Comparing SAP HANA and Sybase IQ – real world performance tests
When SAP talks about HANA, they quite often talk about the 1000x improvements in performance that you can get. A customer asked me last week why SAP HANA would provide any improvement over their implementation of Sybase IQ, if they pinned all the IQ tables in memory. They conjectured that IQ should be just as fast as HANA, right?
In fact, there are several capabilities of HANA as compared to IQ, which should make it substantially faster in the real world, even when IQ operates entirely in-memory. There is a nice blog written by Chris Jones which you can read here, which explains this and some other stuff.
The important thing to note is that IQ is a disk-based data-warehouse that works well with large volumes of memory for caching.

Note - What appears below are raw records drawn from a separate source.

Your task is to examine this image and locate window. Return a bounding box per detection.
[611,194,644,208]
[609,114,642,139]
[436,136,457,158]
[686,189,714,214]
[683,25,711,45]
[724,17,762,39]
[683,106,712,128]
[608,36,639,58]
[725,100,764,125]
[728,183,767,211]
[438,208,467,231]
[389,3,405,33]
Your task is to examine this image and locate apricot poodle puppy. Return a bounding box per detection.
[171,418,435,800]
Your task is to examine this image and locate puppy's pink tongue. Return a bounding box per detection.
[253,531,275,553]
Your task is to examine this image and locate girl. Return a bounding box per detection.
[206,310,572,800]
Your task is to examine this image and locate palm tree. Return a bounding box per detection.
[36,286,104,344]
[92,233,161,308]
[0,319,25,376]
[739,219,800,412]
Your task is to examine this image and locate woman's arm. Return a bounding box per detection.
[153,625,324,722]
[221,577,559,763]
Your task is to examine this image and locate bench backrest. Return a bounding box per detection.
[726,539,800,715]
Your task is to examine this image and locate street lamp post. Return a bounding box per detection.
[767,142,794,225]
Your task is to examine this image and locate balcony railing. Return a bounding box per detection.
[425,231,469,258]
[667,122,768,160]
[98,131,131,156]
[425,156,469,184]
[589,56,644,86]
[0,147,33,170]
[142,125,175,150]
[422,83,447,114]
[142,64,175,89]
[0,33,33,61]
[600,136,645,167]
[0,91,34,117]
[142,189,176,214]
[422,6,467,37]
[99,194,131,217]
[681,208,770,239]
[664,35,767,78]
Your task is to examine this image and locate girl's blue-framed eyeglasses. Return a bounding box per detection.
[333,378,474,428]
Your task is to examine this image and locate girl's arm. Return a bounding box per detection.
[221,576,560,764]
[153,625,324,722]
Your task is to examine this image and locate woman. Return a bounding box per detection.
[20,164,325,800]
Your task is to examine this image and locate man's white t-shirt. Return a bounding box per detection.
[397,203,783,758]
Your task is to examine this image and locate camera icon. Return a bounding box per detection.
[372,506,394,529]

HANA is a transactional developer platform written to be in-memory. As we shall see, there are pros and cons to both.
– Both HANA and IQ compress data. But, IQ compresses in bitmaps, and HANA compresses with dictionary encoding which means that HANA only needs to decompress exactly the data it needs, and it does so inside the CPU cache. Because in-memory databases are limited by network bandwidth, this should make HANA much faster than IQ for anything which requires materialization of data.
– HANA is optimized for individual writes. With IQ, you lock a table on write, and it is locked until you specify a commit. This means that you can’t have multiple updaters in IQ, whilst HANA has a multi-version concurrency control (MVCC). This means in practice that many people can write to a HANA table with individual writes, whilst IQ requires one person writing to a table, and in batch. It also should mean that IQ is much faster for bulk loading than HANA. In fact, Sybase IQ holds the world record for bulk loading at 34TB/hour.
– Both databases have support for SIMD, but HANA is highly optimized for the Intel E7 platform and its SSE2 instructions, which allow multiple additions/multiplications in one CPU cycle. This should mean that combined with the compression, HANA is faster at aggregating than IQ.
So, I decided to load the same data into IQ and HANA, and do some comparisons on the same hardware.
For this, I used a SAP HANA size “Medium” system from HP. It’s has 4 CPUs, 40 cores, 512GB RAM, 25x15k 146GB SAS for data and one FusionIO 640GB for logs. The OS is SUSE Linux for SAP Applications. For my testing I use one database at a time.
For SAP HANA, I used SAP HANA 1.0 SP6 Rev.69, which is the latest available.
For IQ, I used Sybase IQ 16.0 SP2, which is also the latest available.
It’s my first time getting to grips with Sybase IQ and Mark Mumy was a big help in . IQ doesn’t come pre-configured out the box and you have to set a few settings to get things to work well. In my database configuration file, I set the following settings:
This basically tells IQ to use 1GB for the cache, and to split the remaining 512GB ram amongst the various processes (30% of RAM to each process). Plus because of hyper threading, IQ thinks I have 80 CPUs, so I have to tell it that I actually have 40.
HANA is definitely easier to install, and requires no special configuration, but this isn’t a big deal in the scheme of things.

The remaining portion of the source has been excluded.